Thursday, March 3, 2011

STICKY PRICES VS FLEXIBLE PRICES

by Cullen Roche

There are multiple problems when debates over inflation and deflation break out.  The primary problem is that humans tend to be extreme in their beliefs.  There is too often no room for middle ground.  For instance, I am often taken out of context as a deflationist even though I maintained for the entirety of 2010 that we were likely to suffer disinflation and then earlier this year forecast low levels of inflation in 2011.  Nonetheless, because I reject the notion of hyperinflation or even high inflation I am pegged as the extreme opposite – a deflationist.  This extremism results in losing sight of the highest probability outcomes (which is likely to be neither deflation nor hyperinflation).  It’s great to have conviction in a belief, but it must be tempered by reality and probability.

In addition, humans tend to have very short memories resulting in attentional biases. In the case of inflation we tend to focus on what has happened only just recently as opposed to what has happened around us over the course of several days or months.  For most of us, this involves seeing gasoline signs, stock prices, gold prices or other noticeable prices.  These biases combine to lead most of us to constantly fret about near-term price changes in highly visible prices.  Gasoline prices are rising in the last few months so it must mean that we are on the verge of hyperinflation, right?  Not so fast.

The Cleveland Fed recently devised an inflation index that most readers can likely relate to.  It is called the Flexible CPI.  This index prices the more volatile measures of CPI and if you look at the chart below you’ll likely relate to the price changes better.  Yes, inflation really did feel high in 2007 & 2008 despite the low readings in the core CPI.  But the story was not complete just because flexible prices were surging.  When many were fretting about inflation their concerns were not without merit, however, they weren’t entirely accurate when one pulls back and looks at prices as a whole.

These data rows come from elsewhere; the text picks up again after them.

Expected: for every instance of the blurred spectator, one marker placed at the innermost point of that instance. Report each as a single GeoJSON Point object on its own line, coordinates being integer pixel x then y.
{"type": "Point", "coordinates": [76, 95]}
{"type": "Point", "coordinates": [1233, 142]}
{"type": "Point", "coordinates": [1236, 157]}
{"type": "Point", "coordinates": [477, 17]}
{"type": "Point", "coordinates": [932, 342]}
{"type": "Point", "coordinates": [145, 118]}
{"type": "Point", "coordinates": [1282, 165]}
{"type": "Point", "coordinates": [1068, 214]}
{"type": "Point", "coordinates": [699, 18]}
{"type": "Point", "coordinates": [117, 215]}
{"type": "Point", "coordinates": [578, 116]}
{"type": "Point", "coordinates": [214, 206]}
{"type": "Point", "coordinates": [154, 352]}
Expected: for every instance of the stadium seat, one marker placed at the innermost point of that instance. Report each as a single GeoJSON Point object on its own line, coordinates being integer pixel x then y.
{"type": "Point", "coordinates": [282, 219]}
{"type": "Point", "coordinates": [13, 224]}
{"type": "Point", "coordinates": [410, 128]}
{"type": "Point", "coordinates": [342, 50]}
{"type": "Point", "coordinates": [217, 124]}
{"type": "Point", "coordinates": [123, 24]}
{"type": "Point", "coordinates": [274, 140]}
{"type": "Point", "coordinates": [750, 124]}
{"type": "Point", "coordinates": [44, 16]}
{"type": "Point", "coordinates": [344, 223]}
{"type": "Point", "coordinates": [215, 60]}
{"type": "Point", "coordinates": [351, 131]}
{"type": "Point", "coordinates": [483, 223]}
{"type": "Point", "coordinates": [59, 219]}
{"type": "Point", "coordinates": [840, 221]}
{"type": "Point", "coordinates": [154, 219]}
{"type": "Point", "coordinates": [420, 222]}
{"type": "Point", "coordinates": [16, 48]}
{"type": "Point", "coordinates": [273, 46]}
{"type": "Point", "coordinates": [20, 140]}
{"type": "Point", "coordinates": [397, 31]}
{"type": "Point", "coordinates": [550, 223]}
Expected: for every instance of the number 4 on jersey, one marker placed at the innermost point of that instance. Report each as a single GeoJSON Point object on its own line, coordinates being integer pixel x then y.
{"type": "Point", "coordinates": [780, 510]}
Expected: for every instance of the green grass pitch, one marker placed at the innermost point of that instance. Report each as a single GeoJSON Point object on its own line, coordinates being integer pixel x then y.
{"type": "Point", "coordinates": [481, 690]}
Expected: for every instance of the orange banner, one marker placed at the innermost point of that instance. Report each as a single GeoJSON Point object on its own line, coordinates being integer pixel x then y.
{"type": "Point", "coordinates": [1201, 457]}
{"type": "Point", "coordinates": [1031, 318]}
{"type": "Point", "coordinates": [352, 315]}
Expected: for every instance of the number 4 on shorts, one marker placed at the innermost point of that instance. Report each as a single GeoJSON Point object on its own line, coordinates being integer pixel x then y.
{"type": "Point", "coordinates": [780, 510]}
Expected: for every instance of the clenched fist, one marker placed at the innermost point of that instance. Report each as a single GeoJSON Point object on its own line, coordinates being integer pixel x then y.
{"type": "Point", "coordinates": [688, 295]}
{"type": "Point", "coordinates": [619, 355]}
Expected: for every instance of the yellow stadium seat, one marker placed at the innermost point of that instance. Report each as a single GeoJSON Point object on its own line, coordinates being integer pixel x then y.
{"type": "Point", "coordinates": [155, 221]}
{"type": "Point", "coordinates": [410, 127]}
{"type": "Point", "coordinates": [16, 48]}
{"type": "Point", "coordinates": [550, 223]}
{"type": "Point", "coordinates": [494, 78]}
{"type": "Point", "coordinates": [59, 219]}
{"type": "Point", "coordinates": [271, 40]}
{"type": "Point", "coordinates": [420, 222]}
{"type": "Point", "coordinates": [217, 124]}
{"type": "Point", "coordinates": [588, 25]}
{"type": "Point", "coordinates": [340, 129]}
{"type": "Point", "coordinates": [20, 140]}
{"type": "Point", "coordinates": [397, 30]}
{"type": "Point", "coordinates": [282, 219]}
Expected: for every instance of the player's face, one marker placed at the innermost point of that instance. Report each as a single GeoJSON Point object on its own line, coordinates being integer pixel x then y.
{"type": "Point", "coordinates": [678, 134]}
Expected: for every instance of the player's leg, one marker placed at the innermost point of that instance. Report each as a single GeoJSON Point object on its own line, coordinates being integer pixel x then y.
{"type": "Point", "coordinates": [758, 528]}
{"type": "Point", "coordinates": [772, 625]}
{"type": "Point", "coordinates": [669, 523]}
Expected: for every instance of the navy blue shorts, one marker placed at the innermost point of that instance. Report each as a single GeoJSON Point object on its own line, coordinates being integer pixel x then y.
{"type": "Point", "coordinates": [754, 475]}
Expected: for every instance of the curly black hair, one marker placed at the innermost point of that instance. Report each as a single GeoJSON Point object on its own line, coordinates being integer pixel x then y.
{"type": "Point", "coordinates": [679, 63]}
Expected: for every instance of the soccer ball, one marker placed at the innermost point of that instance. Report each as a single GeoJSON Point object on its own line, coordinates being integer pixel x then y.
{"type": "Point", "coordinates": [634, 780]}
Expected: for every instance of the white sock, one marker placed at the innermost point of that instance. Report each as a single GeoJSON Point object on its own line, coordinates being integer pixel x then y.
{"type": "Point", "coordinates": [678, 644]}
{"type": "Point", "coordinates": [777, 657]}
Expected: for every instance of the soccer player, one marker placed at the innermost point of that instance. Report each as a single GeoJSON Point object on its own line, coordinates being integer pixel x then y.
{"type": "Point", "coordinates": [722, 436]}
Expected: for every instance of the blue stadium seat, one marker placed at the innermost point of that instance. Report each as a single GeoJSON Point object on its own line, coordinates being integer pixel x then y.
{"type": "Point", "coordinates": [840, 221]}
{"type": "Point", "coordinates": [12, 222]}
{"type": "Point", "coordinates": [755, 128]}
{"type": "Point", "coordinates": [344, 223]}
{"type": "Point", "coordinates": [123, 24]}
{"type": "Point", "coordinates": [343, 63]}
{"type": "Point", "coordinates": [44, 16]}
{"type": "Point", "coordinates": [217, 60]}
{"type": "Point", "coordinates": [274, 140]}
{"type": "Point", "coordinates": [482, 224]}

This is where the sticky prices index comes in.  While gasoline prices may be gyrating on a daily basis the price of many other goods and services (such as your rent or mortgage cost) remains relatively constant.  The Cleveland Fed elaborates on these indices:
“Another way to analyze the incoming data is to look at where the price increases are coming from. Bryan and Meyer (2010) separate the consumer market basket into “flexible” and “sticky” prices. Flexible-priced items (like gasoline) are free to adjust quickly to changing market conditions, while sticky-priced items (like prices at the laundromat) are subject to some impediment or cost that causes them to change prices infrequently. As their research shows, sticky prices appear to have an embedded inflation expectations component that is useful in forecasting future inflation.
As is evident in the figure below, the flexible price series is definitely more volatile, and does appear to vary with changing economic conditions. The sticky price series has been relatively stable since 1983, usually hovering between 2.0 percent and 3.0 percent. However, over the past two years the sticky CPI has experienced a sizeable disinflation—slowing from a year-over-year growth rate of 2.8 percent in December 2007 to a low of 0.7 percent in September 2010. Since then, the sticky CPI has edged back up slightly and is now trending at a 12-month growth rate of 1.0 percent. The flexible CPI, which fell to a year-over-year growth rate of -10 percent during the depths of the last recession, has popped back up to a 12-month growth rate of 3.4 percent through January.”
“The flexible CPI is intriguing in that, by design, it is likely to show evidence of pricing pressure ahead of the sticky CPI. However, the series is very volatile relative to its sticky-price counterpart and likely dominated by relative price changes. As a result, inflation forecasts based on the flexible CPI perform rather poorly.
While rapid price increases in a few categories seem to have pushed up the headline CPI lately, underlying measures of inflation are relatively low and have only ticked up slightly in the past few months.”
The study referenced above elaborates further:
“We find that forecasts of the headline CPI that are based on the sticky-price data tend to be more accurate than the forecasts based on headline inflation. Further, CPI predictions using sticky-price data perform pretty well relative to CPI forecasts using core CPI data.6,7. We also find that the relative accuracy of the sticky-price Phillips curve increases as the forecast horizon gets longer. For example, when predicting three months ahead, we find that the sticky-price Phillips curve reduces the RMSE of the forecast only about 2 percent relative to the headline CPI. For the 24-month ahead forecast, the improvement in the RMSE was about 14 percent. The flexible-price measure, at least on the surface, does not seem to forecast well, and it performs increasingly worse as the forecast horizon gets longer.”
This doesn’t mean that flexible prices are always wrong.  But we must remember not to be too biased about near-term highly visible price increases.  There’s more to the story than that.  And as we learned in 2008 a short-term spike in flexible prices can occur just months before a nasty deflationary event.  Given that there are many similarities between 2008 and the current environment it would not be surprising if flexible prices continued to surge into the summer months before triggering their own self correcting mechanism in the form of reduced aggregate demand and slower economic growth.  So while surging flexible prices are important to keep an eye on it’s equally important to remember that flexible prices are only one piece of the overall inflation story.